A colunista do NYT Jamelle Bouie proclamou que "a maioria de nós provavelmente morrerá vivendo na ordem política que emergirá desta eleição". Sem dar reféns à fortuna, pode-se dizer que isso está errado. A ideia de uma ordem política, aludida por Bouie, foi introduzida no estudo da política americana por Arthur Schlesinger Jr., cujo primeiro volume sobre a era do New Deal foi intitulado The Crisis of the Old Order. Para o volume dois, The Coming of the New Deal, Schlesinger escolheu uma epígrafe de Maquiavel: "Não há nada mais difícil de realizar, nem mais duvidoso de sucesso, nem mais perigoso de lidar, do que iniciar uma nova ordem de coisas".

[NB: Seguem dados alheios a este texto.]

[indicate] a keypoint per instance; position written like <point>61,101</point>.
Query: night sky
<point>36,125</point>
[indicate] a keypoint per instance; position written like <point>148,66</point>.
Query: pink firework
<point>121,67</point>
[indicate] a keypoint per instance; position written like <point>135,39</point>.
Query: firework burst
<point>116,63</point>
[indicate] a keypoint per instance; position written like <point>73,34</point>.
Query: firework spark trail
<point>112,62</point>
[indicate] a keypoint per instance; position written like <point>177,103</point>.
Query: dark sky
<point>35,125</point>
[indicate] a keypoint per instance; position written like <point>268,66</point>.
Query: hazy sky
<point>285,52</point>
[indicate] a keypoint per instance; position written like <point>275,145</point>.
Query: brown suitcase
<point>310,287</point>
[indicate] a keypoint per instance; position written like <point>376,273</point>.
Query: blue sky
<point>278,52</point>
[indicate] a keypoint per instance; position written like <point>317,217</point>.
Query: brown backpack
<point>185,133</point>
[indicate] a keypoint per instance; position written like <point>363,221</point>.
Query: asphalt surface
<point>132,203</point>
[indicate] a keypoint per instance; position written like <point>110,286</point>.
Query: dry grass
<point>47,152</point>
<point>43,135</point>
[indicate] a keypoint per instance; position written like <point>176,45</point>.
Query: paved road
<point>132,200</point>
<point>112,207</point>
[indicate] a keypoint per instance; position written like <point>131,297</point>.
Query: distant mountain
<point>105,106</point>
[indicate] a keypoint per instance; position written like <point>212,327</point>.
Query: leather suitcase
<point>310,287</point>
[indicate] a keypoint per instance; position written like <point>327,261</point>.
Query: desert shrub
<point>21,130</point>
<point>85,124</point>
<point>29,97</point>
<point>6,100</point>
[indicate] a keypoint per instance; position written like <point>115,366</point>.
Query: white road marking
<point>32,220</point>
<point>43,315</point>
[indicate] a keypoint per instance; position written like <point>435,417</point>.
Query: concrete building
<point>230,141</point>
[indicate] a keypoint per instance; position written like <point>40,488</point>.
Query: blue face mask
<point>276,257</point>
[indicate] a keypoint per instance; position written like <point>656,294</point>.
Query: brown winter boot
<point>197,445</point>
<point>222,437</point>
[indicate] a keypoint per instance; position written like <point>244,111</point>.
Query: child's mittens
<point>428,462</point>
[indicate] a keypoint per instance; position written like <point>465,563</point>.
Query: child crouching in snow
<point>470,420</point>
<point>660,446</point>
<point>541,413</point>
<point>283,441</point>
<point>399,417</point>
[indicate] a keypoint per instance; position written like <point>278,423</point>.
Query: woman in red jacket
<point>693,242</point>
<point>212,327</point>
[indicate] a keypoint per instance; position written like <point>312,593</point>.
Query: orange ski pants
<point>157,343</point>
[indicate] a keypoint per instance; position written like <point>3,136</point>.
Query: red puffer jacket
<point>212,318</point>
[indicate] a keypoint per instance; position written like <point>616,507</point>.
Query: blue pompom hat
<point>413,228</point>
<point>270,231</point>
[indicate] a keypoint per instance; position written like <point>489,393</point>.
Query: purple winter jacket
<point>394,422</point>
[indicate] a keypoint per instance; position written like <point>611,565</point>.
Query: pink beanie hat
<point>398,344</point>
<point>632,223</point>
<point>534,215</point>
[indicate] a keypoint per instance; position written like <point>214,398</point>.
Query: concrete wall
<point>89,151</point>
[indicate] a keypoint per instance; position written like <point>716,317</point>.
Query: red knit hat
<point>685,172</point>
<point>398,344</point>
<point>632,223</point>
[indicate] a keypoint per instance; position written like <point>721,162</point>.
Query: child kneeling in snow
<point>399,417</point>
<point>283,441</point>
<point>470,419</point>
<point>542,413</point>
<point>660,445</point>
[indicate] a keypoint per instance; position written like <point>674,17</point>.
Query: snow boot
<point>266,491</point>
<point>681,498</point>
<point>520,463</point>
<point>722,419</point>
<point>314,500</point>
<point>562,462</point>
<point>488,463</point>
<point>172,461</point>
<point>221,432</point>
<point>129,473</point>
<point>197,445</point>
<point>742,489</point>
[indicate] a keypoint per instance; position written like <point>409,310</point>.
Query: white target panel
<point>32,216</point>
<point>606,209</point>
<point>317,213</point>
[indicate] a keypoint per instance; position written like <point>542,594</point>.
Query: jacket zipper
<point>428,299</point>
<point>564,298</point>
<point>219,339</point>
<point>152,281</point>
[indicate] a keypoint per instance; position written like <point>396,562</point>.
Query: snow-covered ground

Tanto a Era Roosevelt quanto sua predecessora se basearam em alinhamentos de classe duráveis. O Sistema de 1896 foi fundado na consolidação do capital corporativo em um movimento de fusão histórico mundial, e garantido nas urnas — não uma, mas repetidamente — com o apoio de trabalhadores industriais que acreditavam ter interesse no desenvolvimento industrial protegido por tarifas. A ordem do New Deal representou a incorporação do trabalho organizado como um parceiro júnior por trás daqueles negócios que se beneficiariam, ou poderiam pelo menos tolerar, a combinação sem precedentes de livre comércio, bem-estar social e legalidade sindical de Roosevelt. Mesmo a era fraturada do neoliberalismo foi precedida, na década de 1970, por uma mobilização sem precedentes na qual, como Thomas Edsall disse, "os negócios refinaram sua capacidade de agir como uma classe, submergindo instintos competitivos em favor de uma ação conjunta e cooperativa na arena legislativa".
Hegemonia é mais do que uma vibração, e realinhamento crítico não é apenas um nome chique para uma noite eleitoral dramática. Pode ser que um dia seja possível interpretar 2024 como um estágio na moldagem de uma nova ordem política. Mas isso dependerá do que acontecer depois: o que Trump fará com sua vitória e como todos os outros responderão às forças domésticas e internacionais desencadeadas por sua segunda administração.